# New grips



## West River WoodWorks (Jul 5, 2012)

Here are the first two sets of grips I have made. Curly koa on the 22 and wenge for the 40. I used tru oil for the finish and then buffed them with the Beal buffing system.
Now its time to go have fun!
[attachment=7460]
Tom


----------



## HomeBody (Jul 7, 2012)

I guess I don't get out much. I've used Tru-Oil for 30 yrs. but I've never heard of the Beal Buffing System. What is it? It must work, your grips sure look nice. Gary


----------



## Mizer (Jul 7, 2012)

They look pretty good! Especially for your first ones.


----------



## West River WoodWorks (Jul 9, 2012)

HomeBody said:


> I guess I don't get out much. I've used Tru-Oil for 30 yrs. but I've never heard of the Beal Buffing System. What is it? It must work, your grips sure look nice. Gary



The buffing system works really well, gives a glassy smooth finish. 

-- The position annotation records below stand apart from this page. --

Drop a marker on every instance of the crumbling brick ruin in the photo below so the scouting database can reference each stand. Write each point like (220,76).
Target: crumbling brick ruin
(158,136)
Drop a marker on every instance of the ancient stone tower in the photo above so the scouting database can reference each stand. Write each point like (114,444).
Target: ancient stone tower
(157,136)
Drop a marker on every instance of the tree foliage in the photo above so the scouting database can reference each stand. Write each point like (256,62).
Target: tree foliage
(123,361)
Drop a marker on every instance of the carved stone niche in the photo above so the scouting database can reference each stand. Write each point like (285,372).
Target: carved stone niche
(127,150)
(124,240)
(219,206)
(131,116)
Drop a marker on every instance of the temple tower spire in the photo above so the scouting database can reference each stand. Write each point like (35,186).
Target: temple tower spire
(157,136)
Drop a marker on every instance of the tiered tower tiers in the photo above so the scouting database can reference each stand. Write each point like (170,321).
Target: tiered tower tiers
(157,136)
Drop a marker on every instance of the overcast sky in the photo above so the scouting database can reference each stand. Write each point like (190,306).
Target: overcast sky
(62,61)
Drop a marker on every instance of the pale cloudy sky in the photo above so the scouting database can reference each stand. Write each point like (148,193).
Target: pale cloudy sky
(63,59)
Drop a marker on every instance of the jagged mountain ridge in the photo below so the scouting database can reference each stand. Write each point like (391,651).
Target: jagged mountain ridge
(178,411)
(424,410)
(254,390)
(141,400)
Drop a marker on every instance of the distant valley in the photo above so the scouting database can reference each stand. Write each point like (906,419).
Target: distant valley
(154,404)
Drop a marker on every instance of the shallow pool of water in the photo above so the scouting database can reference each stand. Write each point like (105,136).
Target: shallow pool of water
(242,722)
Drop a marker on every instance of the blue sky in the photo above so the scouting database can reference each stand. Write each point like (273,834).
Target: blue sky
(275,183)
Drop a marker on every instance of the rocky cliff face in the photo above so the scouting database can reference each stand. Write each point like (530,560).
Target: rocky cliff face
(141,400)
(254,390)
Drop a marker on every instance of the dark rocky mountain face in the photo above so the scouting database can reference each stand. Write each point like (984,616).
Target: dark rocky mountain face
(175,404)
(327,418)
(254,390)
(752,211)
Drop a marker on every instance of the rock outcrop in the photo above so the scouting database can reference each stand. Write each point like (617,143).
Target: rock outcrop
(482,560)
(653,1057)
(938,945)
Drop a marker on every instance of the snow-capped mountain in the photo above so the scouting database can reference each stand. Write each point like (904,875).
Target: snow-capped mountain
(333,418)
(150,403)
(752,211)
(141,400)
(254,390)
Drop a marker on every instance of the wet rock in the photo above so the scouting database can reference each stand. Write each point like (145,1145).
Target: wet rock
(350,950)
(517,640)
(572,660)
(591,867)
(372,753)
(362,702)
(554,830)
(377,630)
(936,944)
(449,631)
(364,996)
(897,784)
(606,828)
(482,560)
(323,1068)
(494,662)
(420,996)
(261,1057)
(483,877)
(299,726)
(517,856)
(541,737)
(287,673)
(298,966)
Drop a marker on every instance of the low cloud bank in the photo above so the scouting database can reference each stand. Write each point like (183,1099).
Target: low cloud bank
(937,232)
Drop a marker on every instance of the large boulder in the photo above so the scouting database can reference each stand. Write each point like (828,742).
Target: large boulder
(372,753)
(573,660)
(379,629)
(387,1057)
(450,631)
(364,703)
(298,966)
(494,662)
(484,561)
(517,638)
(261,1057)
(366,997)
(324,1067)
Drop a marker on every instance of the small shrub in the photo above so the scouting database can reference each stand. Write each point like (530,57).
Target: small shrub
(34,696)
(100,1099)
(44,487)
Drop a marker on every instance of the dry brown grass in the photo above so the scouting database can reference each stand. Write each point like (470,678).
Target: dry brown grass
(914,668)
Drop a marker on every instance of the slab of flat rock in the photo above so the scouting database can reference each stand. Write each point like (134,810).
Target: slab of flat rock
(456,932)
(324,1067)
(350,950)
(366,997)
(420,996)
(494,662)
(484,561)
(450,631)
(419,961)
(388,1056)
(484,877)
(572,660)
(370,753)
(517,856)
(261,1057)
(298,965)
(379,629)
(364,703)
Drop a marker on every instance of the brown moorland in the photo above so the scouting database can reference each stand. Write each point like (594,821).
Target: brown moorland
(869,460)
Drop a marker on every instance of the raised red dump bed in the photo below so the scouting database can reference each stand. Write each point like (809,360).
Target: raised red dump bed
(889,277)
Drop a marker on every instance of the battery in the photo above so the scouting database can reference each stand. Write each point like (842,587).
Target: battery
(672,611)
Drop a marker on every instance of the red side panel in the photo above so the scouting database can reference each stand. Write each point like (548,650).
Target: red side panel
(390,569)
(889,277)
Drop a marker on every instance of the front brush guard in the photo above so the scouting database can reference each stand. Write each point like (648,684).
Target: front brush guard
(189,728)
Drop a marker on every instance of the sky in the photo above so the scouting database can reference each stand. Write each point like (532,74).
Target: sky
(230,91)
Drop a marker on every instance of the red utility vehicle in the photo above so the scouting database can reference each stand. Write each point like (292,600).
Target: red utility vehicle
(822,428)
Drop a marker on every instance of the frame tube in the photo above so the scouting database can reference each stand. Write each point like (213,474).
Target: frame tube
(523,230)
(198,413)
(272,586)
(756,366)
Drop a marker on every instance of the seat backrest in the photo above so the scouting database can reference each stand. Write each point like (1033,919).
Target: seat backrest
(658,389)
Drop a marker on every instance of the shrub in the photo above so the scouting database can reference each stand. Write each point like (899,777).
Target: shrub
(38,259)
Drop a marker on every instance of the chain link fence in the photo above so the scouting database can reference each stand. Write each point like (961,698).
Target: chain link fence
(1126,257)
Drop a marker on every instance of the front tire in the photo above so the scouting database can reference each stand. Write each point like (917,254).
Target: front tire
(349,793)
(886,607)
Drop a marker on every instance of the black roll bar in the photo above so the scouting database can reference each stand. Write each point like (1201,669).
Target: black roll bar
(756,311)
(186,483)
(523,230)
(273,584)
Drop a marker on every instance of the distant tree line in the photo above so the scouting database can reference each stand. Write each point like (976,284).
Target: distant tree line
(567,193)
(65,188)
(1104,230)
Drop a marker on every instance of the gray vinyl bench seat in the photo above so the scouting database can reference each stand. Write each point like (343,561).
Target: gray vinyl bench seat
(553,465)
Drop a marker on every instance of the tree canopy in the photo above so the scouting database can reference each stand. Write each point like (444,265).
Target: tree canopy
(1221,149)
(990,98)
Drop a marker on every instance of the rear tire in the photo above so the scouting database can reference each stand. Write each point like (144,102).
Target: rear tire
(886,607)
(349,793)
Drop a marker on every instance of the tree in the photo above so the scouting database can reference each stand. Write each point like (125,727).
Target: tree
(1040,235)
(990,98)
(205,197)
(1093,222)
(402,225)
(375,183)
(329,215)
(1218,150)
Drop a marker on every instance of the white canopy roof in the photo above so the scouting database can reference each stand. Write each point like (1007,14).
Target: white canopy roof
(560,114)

http://www.woodcraft.com/product/2002036/3729/beall-wood-buff-system.aspx

I bought it for pens but have been using it on everything I can easily hold up to it.
Tom


----------



## Talisman1A (Jul 16, 2012)

West River WoodWorks said:


> Here are the first two sets of grips I have made. Curly koa on the 22 and wenge for the 40. I used tru oil for the finish and then buffed them with the Beal buffing system.
> Now its time to go have fun!
> 
> Tom


I've got some Koa and some Wenge, plan is to have some riflestocks made out of them. I just hope they turn out as nice as these grips.


----------



## Talisman1A (Jul 16, 2012)

West River WoodWorks said:


> Here are the first two sets of grips I have made. Curly koa on the 22 and wenge for the 40. I used tru oil for the finish and then buffed them with the Beal buffing system.
> Now its time to go have fun!
> 
> Tom


I've got some Koa and some Wenge, plan is to have some riflestocks made out of them. I just hope they turn out as nice as these grips.


----------



## West River WoodWorks (Jul 16, 2012)

Talisman1A said:


> West River WoodWorks said:
> 
> 
> > Here are the first two sets of grips I have made. Curly koa on the 22 and wenge for the 40. I used tru oil for the finish and then buffed them with the Beal buffing system.
> ...




Thanks for the compliment!:irishjig:
The Koa shouldnt be any problem, works easiy and finishes beautifully.
The Wenge was a bit more work. It has natural lines which need to be filled with CA or epoxy. I didnt do this and it took more work to get the grips to finish out the way I liked them.
Good luck to you on your rifle stock build, I will be trying to build one this fall. 
Tom


----------